MENITI BATAS (bag 1)

(Oleh: dr. Dyah Mustikaning Pitha Prawesti, Sp.OG)

“Saya akan menghormati setiap hidup insani mulai dari saat pembuahan”...

Sepenggal kalimat di atas adalah salah satu butir dari naskah Sumpah Dokter yang wajib diucapkan oleh setiap lulusan pendidikan dokter di Indonesia. Diinspirasi dari Hippocrates Oath, yang kemudian juga diratifikasi dari Deklarasi Jenewa pada tahun 1948, kalimat asli yang dipopulerkan lebih dari 2.500 tahun yang lalu itu berbunyi, “I will not give a woman a destructive pessary”. Kalimat ini kemudian diterjemahkan dan diinterpretasikan secara berbeda-beda di seluruh belahan dunia.

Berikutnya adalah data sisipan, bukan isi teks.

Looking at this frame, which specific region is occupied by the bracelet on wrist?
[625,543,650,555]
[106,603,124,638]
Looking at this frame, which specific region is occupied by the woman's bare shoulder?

Bagi kelompok yang menamakan dirinya “pro-life”, kalimat tersebut merupakan argumen bahwa tindakan aborsi, atau terminasi/pengakhiran kehamilan sebelum waktunya adalah suatu tindakan yang melanggar sumpah profesi. Di sisi lain, mereka yang menyebut dirinya “pro-choice” menginterpretasikan kalimat ini dengan konteks yang berbeda. Jaman Hippocrates hidup, tindakan aborsi dibolehkan secara hukum. Namun tindakan melakukan aborsi menggunakan “pessary” (alat atau bahan yang dimasukkan ke dalam vagina dan leher rahim untuk membuka jalan lahir secara paksa) ternyata menimbulkan banyak komplikasi yang mengancam nyawa perempuan waktu itu. Jadilah mereka melakukan tindakan aborsi dengan menggunakan ramuan obat Yunani kuno yang dimakan atau diminum secara oral, dan melarang penggunaan “pessary”.

Bukan hanya sekedar menjadi isu politik saat kampanye di hampir setiap negara, masalah aborsi atau terminasi kehamilan ini juga merupakan isu etikolegal yang tak kunjung habis dibahas. Sepanjang pendidikan dokterku di Indonesia, kami menerima bahwa tindakan aborsi adalah tindakan melanggar hukum (juga agama, norma sosial, serta budaya), kecuali pada beberapa kondisi tertentu di mana kehamilan dapat mengancam nyawa perempuan. Namun di Inggris, negara tempat tinggalku sekarang, aborsi atau terminasi kehamilan sebelum usia kehamilan 24 minggu legal secara hukum bila memenuhi syarat-syarat berikut ini : terdapat alasan/kondisi personal, kehamilan tersebut mengancam kesehatan/nyawa perempuan, atau janin yang dikandung menderita cacat bawaan. Pada praktiknya, setiap perempuan berhak atas layanan “termination of pregnancy” (TOP) bila memutuskan ingin mengakhiri kehamilannya sebelum usia 24 minggu, dengan alasan apa pun. Di sisi lain, bila seorang perempuan memutuskan untuk melanjutkan kehamilannya, bahkan bila mengancam kesehatannya atau janin yang dikandungnya menderita defek atau cacat bawaan berat, maka NHS (National Health Services, sistem pelayanan kesehatan di Inggris) berkewajiban untuk menjamin layanan kesehatan yang memadai selama kehamilan, persalinan, dan tumbuh kembang si bayi kelak (tentu dengan beberapa perkecualian).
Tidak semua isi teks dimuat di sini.